Over the next two hours, Pooch catches up on pending business matters. Maureen Reidy calls. She works for Donald Trump and helped stage the Miss Universe pageant on Miami Beach last year. Pooch served as a judge in a preliminary round. She wants to discuss a possible recording career for a contestant.
Pooch then checks in with a young associate, nightclub promoter Gus Gallardo, about upcoming parties. They are negotiating their first international deal with clubs in Mexico. "Lots of high school kids from Miami take graduation trips to Cancún because there is no drinking age," Pooch says. He, his partners, and a local travel agent are selling weeklong vacations for the teenagers: about $500, including airfare, hotel, meals, and club admissions. Parents can pay $50 per month and purchase the trip for their kids. "We'll send our own DJs down there. We'll have their names and the name of Chaos on posters all over Cancun. It will be great publicity."
Next Pooch speaks to John Banner, owner of Filmtrade, a company that supplies equipment to film crews. They discuss leasing a well-known but troubled South Beach nightclub that they want to turn into a television and movie production site. The two men plan several more phone calls over the next few days, but Pooch won't discuss the issues at hand. "I'm at the table with the big boys and I don't want to blow it," he says.

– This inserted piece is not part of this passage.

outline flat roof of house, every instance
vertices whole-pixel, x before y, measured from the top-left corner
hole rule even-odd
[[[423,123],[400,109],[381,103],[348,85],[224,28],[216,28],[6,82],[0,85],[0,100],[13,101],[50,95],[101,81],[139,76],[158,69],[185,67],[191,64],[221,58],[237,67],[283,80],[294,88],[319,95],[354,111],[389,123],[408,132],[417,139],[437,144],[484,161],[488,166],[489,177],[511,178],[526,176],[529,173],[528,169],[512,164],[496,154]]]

Finally Pooch receives calls from two partners in Chaos. David Sarner says Emerson Fittipaldi, the Brazilian former race-car driver, will be at the club that weekend. Then partner David Ault calls from his summer home on Martha's Vineyard, where one of his neighbors is Walter Cronkite. "You're hanging around with Cronkite?" Pooch asks in disbelief. "You're kidding me." Ault has done the impossible. He has trumped Pooch in the celebrity game.

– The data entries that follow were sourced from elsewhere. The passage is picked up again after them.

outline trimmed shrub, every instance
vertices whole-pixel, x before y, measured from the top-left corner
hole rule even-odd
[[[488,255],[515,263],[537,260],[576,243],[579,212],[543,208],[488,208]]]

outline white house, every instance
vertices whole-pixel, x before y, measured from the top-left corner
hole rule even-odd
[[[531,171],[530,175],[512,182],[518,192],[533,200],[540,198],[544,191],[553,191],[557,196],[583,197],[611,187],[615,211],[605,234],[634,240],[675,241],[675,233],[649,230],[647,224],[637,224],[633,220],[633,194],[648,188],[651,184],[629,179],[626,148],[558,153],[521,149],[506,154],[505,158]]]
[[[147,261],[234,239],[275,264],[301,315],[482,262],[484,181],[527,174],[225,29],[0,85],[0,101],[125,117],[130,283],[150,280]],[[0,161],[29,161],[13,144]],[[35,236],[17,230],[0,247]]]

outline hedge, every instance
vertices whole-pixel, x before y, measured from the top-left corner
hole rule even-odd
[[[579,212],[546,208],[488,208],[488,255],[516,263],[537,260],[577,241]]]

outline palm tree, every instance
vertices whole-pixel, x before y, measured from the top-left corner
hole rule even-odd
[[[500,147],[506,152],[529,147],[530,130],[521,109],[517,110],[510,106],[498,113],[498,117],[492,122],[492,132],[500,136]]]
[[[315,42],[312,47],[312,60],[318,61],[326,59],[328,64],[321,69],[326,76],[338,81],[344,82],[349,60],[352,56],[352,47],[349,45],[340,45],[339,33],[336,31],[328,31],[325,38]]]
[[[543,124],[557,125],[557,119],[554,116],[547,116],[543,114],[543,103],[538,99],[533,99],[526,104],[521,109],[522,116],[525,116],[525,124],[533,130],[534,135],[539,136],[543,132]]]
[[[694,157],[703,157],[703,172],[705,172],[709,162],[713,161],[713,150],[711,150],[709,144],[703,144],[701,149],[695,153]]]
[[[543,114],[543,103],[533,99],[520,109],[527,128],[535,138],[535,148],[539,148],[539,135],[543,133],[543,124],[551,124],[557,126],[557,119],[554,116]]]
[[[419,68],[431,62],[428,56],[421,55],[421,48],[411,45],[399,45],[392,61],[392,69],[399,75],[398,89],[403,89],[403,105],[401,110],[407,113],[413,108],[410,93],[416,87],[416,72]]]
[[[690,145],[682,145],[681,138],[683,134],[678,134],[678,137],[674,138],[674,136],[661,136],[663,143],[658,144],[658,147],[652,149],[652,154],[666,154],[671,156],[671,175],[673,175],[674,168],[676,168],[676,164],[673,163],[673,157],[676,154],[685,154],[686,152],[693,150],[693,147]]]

Trumping Thomas Eugene Puccio is difficult because, after a long career in the hospitality business, he is a celebrity -- the kind who has gotten close to so many stars that their fame has rubbed off on him like glitter. He was born and raised in Bensonhurst, one of the roughest parts of New York City. "All five Mafia families were active there," says Puccio, who uses Pooch as a professional name. "And, yeah, when I was a kid I was impressed with people like that. I mean, guys would say, 'There goes so and so.' And you would recognize the name." But Pooch insists he was and is not involved with organized crime.
Pooch's father is an insurance agent, his mother a housewife, and his sister a former school teacher. His older brother, Paul Puccio, age 46, graduated from college with a degree in criminology. He has been a private eye for 25 years and runs Blue Moon Investigations in Palm City, near Stuart. "Our parents would have kicked our butts if we got involved with gangsters," says Paul. He acknowledges his brother's run-ins with the law. "I'd say that has to do with where we came from. But he's a good person. He's the prince of South Beach."